Randy belonged to a new breed of soldiers, resurrected from ideas successful in previous wars.  In the initial stages of the United States presence in Vietnam, the clear lack of real-time intelligence nearly allowed the NVA to overrun Col. Hal Moore’s 1/7th Cav in the Ia Drang, a battle related in the book and movie “We Were Soldiers Once….and Young”.  Shortly after that hard-won battle, the Cav was replaced by the 4th Infantry Division with the mission to “Tame the Ia Drang”.  One of the first decisions was to determine how best to know the enemy.  The solution was to insert 4-man teams of Rangers, then called LRRPs, to surreptitiously live in the jungle amongst the enemy.  They would be inserted into the jungle for extended missions and patrol an area of suspected enemy concentration to uncover weaknesses.  Lt. Mike Lapolla was tasked with forming the first of these units in early 1967 as the 2nd Bde.
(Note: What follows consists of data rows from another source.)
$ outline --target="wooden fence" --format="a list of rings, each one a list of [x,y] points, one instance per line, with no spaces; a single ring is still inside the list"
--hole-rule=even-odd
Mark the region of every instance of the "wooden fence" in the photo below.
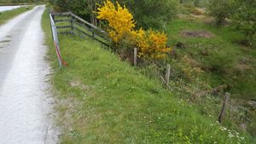
[[[101,43],[102,44],[109,46],[109,38],[108,37],[106,32],[101,30],[97,26],[90,24],[72,12],[51,13],[50,14],[56,24],[58,34],[72,34],[80,37],[88,37]]]
[[[101,30],[97,26],[83,20],[82,18],[77,16],[76,14],[74,14],[71,12],[67,12],[67,13],[51,13],[49,15],[50,15],[53,36],[54,36],[54,40],[55,42],[56,53],[58,55],[60,66],[61,66],[61,64],[62,64],[61,63],[62,60],[61,60],[61,53],[60,53],[57,34],[71,34],[71,35],[79,36],[80,37],[90,37],[106,46],[109,46],[109,44],[108,43],[108,42],[109,42],[109,38],[108,37],[108,34],[106,32]],[[56,25],[55,26],[55,24],[57,24],[57,23],[62,23],[62,24],[65,23],[65,25]],[[68,24],[68,25],[67,25],[67,24]],[[58,30],[58,32],[57,32],[57,30]],[[133,58],[134,58],[134,60],[133,60],[134,66],[137,66],[138,57],[137,57],[137,48],[134,49]],[[148,62],[148,61],[147,61],[147,63],[155,65],[154,63]],[[160,67],[159,67],[159,68],[166,71],[164,72],[165,74],[161,75],[160,78],[161,78],[161,81],[165,84],[165,86],[166,89],[174,89],[173,85],[172,86],[169,85],[170,77],[172,77],[172,78],[177,79],[177,81],[180,81],[181,84],[184,83],[184,81],[183,79],[172,74],[171,65],[167,64],[166,66],[160,66]],[[160,72],[160,73],[161,73],[161,72]],[[195,95],[195,93],[193,91],[195,89],[196,89],[195,88],[193,88],[187,84],[184,84],[184,85],[189,87],[189,89],[192,89],[189,91],[189,93],[192,91],[191,95]],[[180,89],[178,88],[177,88],[177,89],[179,89],[181,91],[184,91],[184,89]],[[205,94],[205,95],[209,95],[209,94]],[[223,106],[222,106],[221,112],[220,112],[220,114],[218,118],[219,123],[221,123],[224,119],[226,107],[232,107],[232,106],[230,106],[229,104],[230,95],[229,93],[226,93],[224,95],[224,101],[221,101],[223,102]],[[239,106],[239,104],[236,104],[236,106],[238,106],[238,107],[240,109],[241,109],[242,112],[245,112],[246,113],[251,112],[247,108]],[[245,118],[247,121],[253,123],[253,120],[247,118],[247,116],[245,116]]]

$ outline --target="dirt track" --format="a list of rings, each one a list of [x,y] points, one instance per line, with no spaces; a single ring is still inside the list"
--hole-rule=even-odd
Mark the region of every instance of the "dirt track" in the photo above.
[[[44,6],[0,26],[0,144],[56,143],[44,57]]]

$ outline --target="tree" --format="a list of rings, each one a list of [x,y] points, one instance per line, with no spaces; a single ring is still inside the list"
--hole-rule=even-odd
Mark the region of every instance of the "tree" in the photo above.
[[[236,11],[232,15],[233,25],[245,34],[244,43],[253,46],[256,33],[256,1],[237,0]]]
[[[134,18],[137,27],[160,28],[171,20],[177,12],[177,0],[119,0],[127,6]]]
[[[213,16],[218,26],[234,12],[234,0],[212,0],[209,3],[209,14]]]

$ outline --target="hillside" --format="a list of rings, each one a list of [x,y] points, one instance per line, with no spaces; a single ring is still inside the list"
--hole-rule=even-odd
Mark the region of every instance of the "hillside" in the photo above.
[[[58,67],[49,14],[43,27],[48,60]],[[253,143],[248,134],[219,125],[200,107],[166,90],[89,39],[60,37],[68,67],[54,69],[61,143]]]
[[[206,12],[196,10],[200,9],[182,5],[180,9],[186,11],[181,10],[178,19],[172,20],[166,30],[169,43],[177,50],[174,60],[179,61],[187,55],[192,66],[204,71],[201,79],[212,88],[223,87],[241,103],[255,99],[256,43],[252,48],[240,43],[244,37],[241,32],[230,24],[216,26]],[[195,11],[199,14],[194,14]],[[186,32],[190,33],[183,33]]]

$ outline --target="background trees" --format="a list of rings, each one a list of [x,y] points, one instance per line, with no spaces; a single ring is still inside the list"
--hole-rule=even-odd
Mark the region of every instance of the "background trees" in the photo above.
[[[256,32],[256,1],[237,0],[236,9],[232,15],[233,25],[245,34],[243,43],[252,46]]]
[[[73,11],[84,19],[96,23],[93,11],[96,10],[96,3],[102,4],[102,2],[103,0],[56,0],[55,4],[59,11]],[[147,29],[161,28],[166,22],[175,17],[177,1],[119,0],[119,3],[130,9],[138,27]]]
[[[209,14],[215,18],[217,26],[224,25],[225,19],[234,12],[234,0],[212,0],[208,6]]]

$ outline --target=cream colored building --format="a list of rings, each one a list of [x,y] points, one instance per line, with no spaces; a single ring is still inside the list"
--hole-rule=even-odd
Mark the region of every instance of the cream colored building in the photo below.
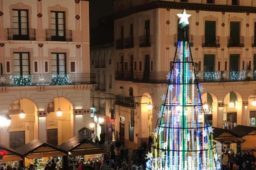
[[[89,57],[88,1],[0,0],[0,143],[58,145],[89,127]]]
[[[177,14],[185,8],[192,15],[192,53],[213,126],[256,126],[256,0],[118,0],[115,94],[134,97],[116,103],[115,130],[127,147],[147,142],[155,127],[179,33]]]

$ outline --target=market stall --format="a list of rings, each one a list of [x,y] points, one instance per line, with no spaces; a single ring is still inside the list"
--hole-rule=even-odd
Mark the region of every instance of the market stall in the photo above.
[[[21,146],[16,151],[22,155],[25,167],[33,164],[37,170],[44,170],[48,157],[55,160],[56,168],[61,170],[63,167],[63,156],[67,155],[67,152],[37,139]]]

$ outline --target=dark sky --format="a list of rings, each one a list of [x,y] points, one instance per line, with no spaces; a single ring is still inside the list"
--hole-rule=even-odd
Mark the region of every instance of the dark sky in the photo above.
[[[89,3],[90,29],[97,26],[98,19],[113,13],[114,0],[90,0]]]

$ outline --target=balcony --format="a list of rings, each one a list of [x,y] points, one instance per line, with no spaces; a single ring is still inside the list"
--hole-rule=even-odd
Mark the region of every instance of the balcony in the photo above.
[[[133,80],[132,72],[131,71],[116,71],[115,76],[116,80],[130,81]]]
[[[36,29],[8,28],[8,40],[36,40]]]
[[[66,75],[36,74],[0,76],[0,86],[59,85],[96,84],[96,74],[74,73]]]
[[[202,37],[202,47],[216,48],[220,46],[219,36],[209,38],[205,38],[205,36]]]
[[[115,98],[116,98],[115,104],[116,105],[128,107],[134,107],[135,103],[133,97],[116,95]]]
[[[124,48],[124,39],[119,39],[116,40],[116,49],[121,49]]]
[[[256,70],[199,71],[196,76],[202,83],[251,81],[256,80]]]
[[[240,36],[237,40],[228,37],[228,47],[242,47],[245,46],[245,37]]]
[[[191,46],[194,46],[193,41],[194,41],[194,36],[192,35],[189,35],[190,39],[190,45]],[[175,34],[174,35],[174,46],[177,46],[178,45],[178,35]]]
[[[151,36],[139,37],[139,47],[144,47],[151,46]]]
[[[133,37],[129,37],[125,39],[125,48],[133,48],[133,46],[134,44]]]
[[[46,41],[72,42],[72,30],[46,30]]]

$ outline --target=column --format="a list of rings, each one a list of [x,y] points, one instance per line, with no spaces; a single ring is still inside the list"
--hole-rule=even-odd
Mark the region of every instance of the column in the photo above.
[[[36,116],[36,120],[37,119],[37,117],[38,118],[38,138],[43,142],[47,142],[47,130],[46,128],[46,116],[47,116],[47,111],[46,110],[38,111],[38,114],[37,116]],[[35,138],[36,138],[35,137]]]
[[[243,101],[242,109],[242,125],[249,126],[248,122],[248,101]]]
[[[217,119],[217,128],[223,128],[223,109],[224,102],[218,103],[218,116]]]

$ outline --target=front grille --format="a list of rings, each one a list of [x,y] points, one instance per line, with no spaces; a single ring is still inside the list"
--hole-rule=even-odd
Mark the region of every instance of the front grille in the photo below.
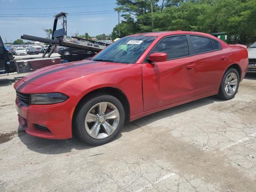
[[[26,94],[25,93],[21,93],[18,91],[16,91],[17,96],[19,99],[20,102],[23,103],[25,105],[28,106],[30,104],[30,97],[29,94]]]
[[[50,131],[50,130],[45,126],[43,125],[38,125],[38,124],[34,124],[35,128],[37,129],[39,129],[40,130],[43,130],[44,131]]]

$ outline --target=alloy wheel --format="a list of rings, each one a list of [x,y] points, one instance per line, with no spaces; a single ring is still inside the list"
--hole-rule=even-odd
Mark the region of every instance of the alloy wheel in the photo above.
[[[85,117],[87,133],[95,139],[104,139],[113,134],[119,123],[117,108],[109,102],[101,102],[92,107]]]
[[[230,96],[235,93],[238,83],[237,76],[235,73],[230,73],[228,75],[224,85],[225,92],[227,95]]]

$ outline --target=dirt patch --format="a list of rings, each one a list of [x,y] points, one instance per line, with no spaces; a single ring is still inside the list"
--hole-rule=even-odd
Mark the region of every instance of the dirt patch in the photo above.
[[[2,133],[0,134],[0,144],[7,142],[12,139],[17,133],[14,131],[10,133]]]

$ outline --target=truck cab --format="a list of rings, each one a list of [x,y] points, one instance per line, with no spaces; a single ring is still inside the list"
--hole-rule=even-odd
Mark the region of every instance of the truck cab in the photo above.
[[[9,73],[16,71],[14,58],[12,53],[4,48],[0,36],[0,76],[7,76]]]

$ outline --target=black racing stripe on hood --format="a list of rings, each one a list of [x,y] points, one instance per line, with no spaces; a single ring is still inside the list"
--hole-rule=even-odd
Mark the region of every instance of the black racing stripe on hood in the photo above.
[[[52,73],[55,73],[55,72],[57,72],[58,71],[61,71],[62,70],[64,70],[64,69],[69,69],[69,68],[73,68],[74,67],[77,67],[77,66],[81,66],[82,65],[84,65],[85,64],[90,64],[91,63],[96,63],[97,62],[98,62],[97,61],[92,61],[91,62],[88,62],[88,63],[81,63],[80,64],[78,64],[77,65],[70,65],[69,66],[66,66],[66,67],[62,67],[61,68],[59,68],[58,69],[55,69],[54,70],[52,70],[52,71],[48,71],[48,72],[46,72],[45,73],[42,73],[42,74],[41,74],[40,75],[38,75],[38,76],[36,76],[33,78],[32,78],[32,79],[30,79],[29,80],[28,80],[26,82],[25,82],[24,84],[22,84],[19,87],[18,87],[16,90],[17,91],[19,91],[21,89],[22,89],[22,88],[23,88],[25,86],[26,86],[27,84],[28,84],[28,83],[31,83],[32,82],[33,82],[34,81],[38,80],[40,78],[41,78],[41,77],[43,77],[44,76],[45,76],[46,75],[49,75],[50,74],[51,74]]]
[[[17,89],[16,89],[16,90],[17,90],[18,91],[20,91],[20,90],[22,89],[23,88],[24,88],[25,86],[26,86],[26,85],[27,85],[27,84],[28,84],[28,83],[26,83],[26,82],[23,82],[23,83],[22,83],[20,86],[19,87],[18,87],[18,88],[17,88]]]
LRRPs (Long Range Reconnaissance Patrol) of the 4th Infantry Division.  Randy served in the 2nd Bde LRRPs and it was to forever change his life.  Knowing the extremely hazardous duties and the likelihood of incurring casualties, it was comprised exclusively of willing volunteers.  Volunteers with Steel in their DNA.

As the success and reputation of 2nd Bde LRRPs grew, other units were formed in each of the Brigades and each of the Divisions.  Ultimately, the decision was made to unify the missions and rename the units.  All of the LRRPs were assembled into Ranger units of the 75th Infantry, with each Division receiving one Company.  All 4th Division LRRPs were to become K Company, 75th (Rangers) Infantry.  Today, we Rangers still alive, and those yet to be, recognize and celebrate the debt the service all Rangers like Randy earned.  In their unselfish battle against our enemies they brought great honor upon their families, brother Rangers and their country.
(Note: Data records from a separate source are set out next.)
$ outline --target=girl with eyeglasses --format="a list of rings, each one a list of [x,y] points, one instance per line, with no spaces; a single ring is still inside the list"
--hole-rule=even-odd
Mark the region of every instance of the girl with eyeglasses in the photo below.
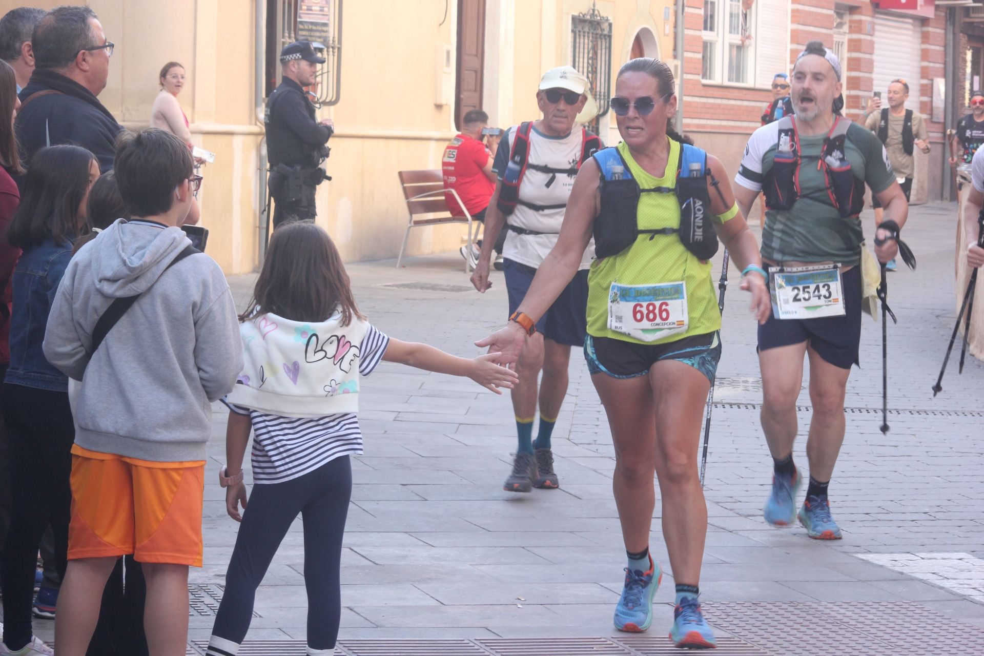
[[[593,234],[598,259],[588,275],[584,357],[608,415],[615,447],[613,488],[628,559],[615,627],[644,631],[652,622],[652,598],[662,575],[649,554],[655,473],[676,582],[670,636],[678,647],[708,648],[715,638],[698,601],[707,510],[697,453],[704,405],[721,352],[721,318],[710,263],[682,241],[684,212],[675,192],[690,168],[679,170],[684,146],[669,126],[677,108],[674,89],[669,67],[655,59],[634,59],[619,71],[610,106],[623,142],[617,151],[605,149],[582,166],[557,245],[518,312],[534,322],[539,318],[574,275]],[[741,288],[752,293],[752,310],[763,322],[770,307],[755,237],[716,157],[707,155],[705,171],[709,172],[703,183],[709,207],[693,210],[711,215],[732,259],[747,273]],[[627,178],[635,184],[627,185]],[[700,191],[701,183],[693,184]],[[609,190],[620,188],[629,195],[617,204]],[[687,188],[694,187],[688,183]],[[692,206],[687,207],[690,213]],[[707,231],[707,223],[693,226]],[[622,239],[627,246],[611,249],[614,253],[603,250],[620,230],[628,231]],[[525,330],[510,322],[477,344],[511,361],[524,339]]]

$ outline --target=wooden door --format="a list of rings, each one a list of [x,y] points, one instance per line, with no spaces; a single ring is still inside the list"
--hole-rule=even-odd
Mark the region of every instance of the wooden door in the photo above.
[[[458,0],[458,80],[455,87],[455,126],[469,109],[482,107],[485,59],[485,0]]]

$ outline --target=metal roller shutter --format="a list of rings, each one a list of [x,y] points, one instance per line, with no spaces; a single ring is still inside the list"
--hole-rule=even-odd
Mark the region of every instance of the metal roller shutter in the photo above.
[[[909,99],[905,106],[914,111],[919,111],[922,76],[921,27],[918,20],[875,15],[874,89],[882,91],[885,98],[890,82],[896,78],[905,80],[909,85]]]

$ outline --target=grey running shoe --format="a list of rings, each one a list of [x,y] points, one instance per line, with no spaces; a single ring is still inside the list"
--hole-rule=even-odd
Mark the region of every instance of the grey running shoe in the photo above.
[[[529,492],[536,478],[536,459],[532,453],[517,453],[513,460],[513,472],[506,479],[502,489],[506,492]]]
[[[556,490],[560,487],[553,470],[553,451],[549,448],[536,449],[536,480],[533,487],[541,490]]]

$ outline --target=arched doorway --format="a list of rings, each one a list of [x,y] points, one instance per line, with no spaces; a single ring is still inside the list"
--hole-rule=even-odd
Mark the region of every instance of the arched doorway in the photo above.
[[[636,32],[636,37],[632,39],[632,48],[629,51],[629,59],[637,57],[659,58],[659,43],[655,34],[648,28],[640,28]]]

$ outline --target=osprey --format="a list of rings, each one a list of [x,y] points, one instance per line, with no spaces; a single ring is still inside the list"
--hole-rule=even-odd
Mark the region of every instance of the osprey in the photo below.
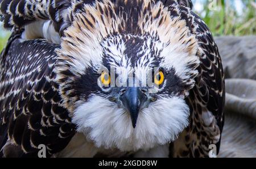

Randy distinguished himself as a LRRP.  He was a fierce warrior on patrol and an untiring party guy during stand-down.  The respect and admiration he earned from all who had the privilege of serving with him has not diminished one bit in the many years that have passed.  His death will have no affect on those who walked along side him and who knew the value of having a “brother” you never doubted, it will just begin a new mission.

For his service, Randy received a Purple Heart for wounds received in combat.  Additionally, he was awarded the Combat Infantryman’s Badge, that can only be earned by an Infantryman facing the enemy in actual combat conditions.  Prior to his honorable Discharge, Randy was awarded numerous other awards and decorations, which as with all Rangers are seldom worn, but inscribed forever on their heart.

Upon returning from the service, Randy married the beautiful Barbara Blum Windstein (1947), they remained in love throughout it all.  Together, they proudly gifted daughters Erin A. Windstein and Sarah B. Windstein to the world.  Randy owned and operated his own automotive repair business in Allentown, PA where his long-time customers became accustomed to being dealt with fairly and with an innate integrity.

Randy left us unexpectedly on October 3, 2017 to join his brother Rangers, all taken too soon.  His family, knowing his lifelong commitment to honor those who served, requested donations to the “Wounded Warrior Project” and the Humane Society in lieu of flowers.  After all, Randy was exposed to all the vegetation he needed in his life, long ago, in the big, bad jungles of the Central Highlands. 

His remains rest in his beloved City of Pittsburgh, but his spirit certainly is “pulling” missions with his friends and brother Rangers in a different A.O.